Yes, the order should be preserved as shown in this simple example using TensorDatasets:

datasets = []
for i in range(3):
    datasets.append(TensorDataset(torch.arange(i*10, (i+1)*10)))

dataset = ConcatDataset(datasets)
loader = DataLoader(
    dataset,
    shuffle=False,
    num_workers=0,
    batch_size=2
)

for data in loader:
    print(data)

mohammed_guermal · July 7, 2020, 9:56am

what if I want to grab data from different file but after i want it to be concatinated and shuffled not preserving the same order
because I have data in different folders so i grabe each of them but afterwards i want it to be all shuffled.

ptrblck · July 8, 2020, 2:56am

You could use shuffle=True when creating the DataLoader, which will shuffle the passed ConcatDataset.
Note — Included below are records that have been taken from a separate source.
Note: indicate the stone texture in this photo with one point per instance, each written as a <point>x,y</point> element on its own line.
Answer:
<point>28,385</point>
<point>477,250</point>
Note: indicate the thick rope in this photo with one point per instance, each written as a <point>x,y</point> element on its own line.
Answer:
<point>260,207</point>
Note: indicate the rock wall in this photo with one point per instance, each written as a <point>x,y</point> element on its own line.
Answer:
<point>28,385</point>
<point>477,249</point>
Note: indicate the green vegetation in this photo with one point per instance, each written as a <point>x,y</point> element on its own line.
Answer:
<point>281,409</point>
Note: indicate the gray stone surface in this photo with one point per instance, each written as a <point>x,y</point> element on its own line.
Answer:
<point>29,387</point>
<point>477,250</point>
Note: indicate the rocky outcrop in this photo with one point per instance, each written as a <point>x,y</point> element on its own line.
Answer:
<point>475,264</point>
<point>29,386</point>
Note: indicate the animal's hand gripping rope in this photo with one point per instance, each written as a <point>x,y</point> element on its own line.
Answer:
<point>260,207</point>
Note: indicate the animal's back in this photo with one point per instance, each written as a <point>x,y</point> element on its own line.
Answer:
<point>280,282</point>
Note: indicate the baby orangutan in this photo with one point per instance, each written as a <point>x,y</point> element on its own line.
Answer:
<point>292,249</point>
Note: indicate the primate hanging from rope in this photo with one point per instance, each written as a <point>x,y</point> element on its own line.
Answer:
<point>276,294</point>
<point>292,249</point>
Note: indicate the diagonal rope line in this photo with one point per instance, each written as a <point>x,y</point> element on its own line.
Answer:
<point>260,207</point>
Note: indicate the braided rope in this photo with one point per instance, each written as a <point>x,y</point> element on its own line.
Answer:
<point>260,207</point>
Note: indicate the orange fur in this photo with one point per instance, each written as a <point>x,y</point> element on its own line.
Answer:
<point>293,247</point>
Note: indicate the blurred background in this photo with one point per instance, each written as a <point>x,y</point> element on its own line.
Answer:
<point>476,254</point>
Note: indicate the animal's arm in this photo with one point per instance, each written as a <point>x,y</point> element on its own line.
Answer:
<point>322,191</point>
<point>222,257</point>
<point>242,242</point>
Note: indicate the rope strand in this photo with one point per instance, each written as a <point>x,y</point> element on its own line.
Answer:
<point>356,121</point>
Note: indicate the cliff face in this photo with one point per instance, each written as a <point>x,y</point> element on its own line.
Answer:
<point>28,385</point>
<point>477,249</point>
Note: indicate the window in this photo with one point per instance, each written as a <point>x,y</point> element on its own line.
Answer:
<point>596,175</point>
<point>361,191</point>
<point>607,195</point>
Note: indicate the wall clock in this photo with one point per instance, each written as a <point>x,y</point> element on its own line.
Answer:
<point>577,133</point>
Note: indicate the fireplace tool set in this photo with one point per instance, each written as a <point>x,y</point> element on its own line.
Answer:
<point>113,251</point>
nisharaichur · October 22, 2020, 9:53am

list_1 = [1,2,3,4,5]
list_2 = [6,7,8,9,10]
list_3 = [22,23,24,25,26,27]
dataset_list = [list_1, list_2, list_3]

dataset_loader = DataLoader(dataset_list, shuffle=True, batch_size=3)
for i in range(30):
    for x in dataset_loader:
        print(x)

My question is why does each batch(size 3) has same data but shuffled within themselves?
My usecase is, I need to shuffle the entire dataset after concatenation, such that over each epoch I have different batch of dataset shuffled over all the datasets[list_1, list_2, list_3]

ptrblck · October 22, 2020, 10:44am

Passing nested lists to the DataLoader might have these kind of side effects and thus I would recommend to create tensors, pass them to a TensorDataset, and this dataset to the DataLoader, which should then properly index and shuffle the data.

nisharaichur · October 22, 2020, 11:06am

Sure Thanks

adwaykanhere · May 12, 2022, 8:01pm

Hi,
I’m trying to use ConcatDataset to concat the training and testing sets of the CIFAR10 dataset.
For my application, I also need to combine the dataset.target values for each set. But from my understanding, I cannot derive combined targets using ConcatDataset.
Please suggest how to go about concatenating the datasets such that I can get targets as well.

ptrblck · May 17, 2022, 4:30am

Double post from here.

Brando_Miranda · September 26, 2022, 7:07pm

hmmm but for real data sets each of them will have their own data transforms e.g. their own mean, std to normalize the images. How do you deal with that? I’d assume this is dealt at the each data set level by giving them the right transforms when instantiating the data set pytorch object.

I think this: Concat image datasets with different size and number of channels answers my question. Which my suggestion was right.

Brando_Miranda · September 27, 2022, 1:26am

how did you solve your target labels issue? @adwaykanhere

this is key: Does Concatenate Datasets preserve class labels and indices - #3 by ptrblck

easiest solution to what I want is to do use this: Does Concatenate Datasets preserve class labels and indices - #12 by Brando_Miranda by using learn2learn’s union of data sets.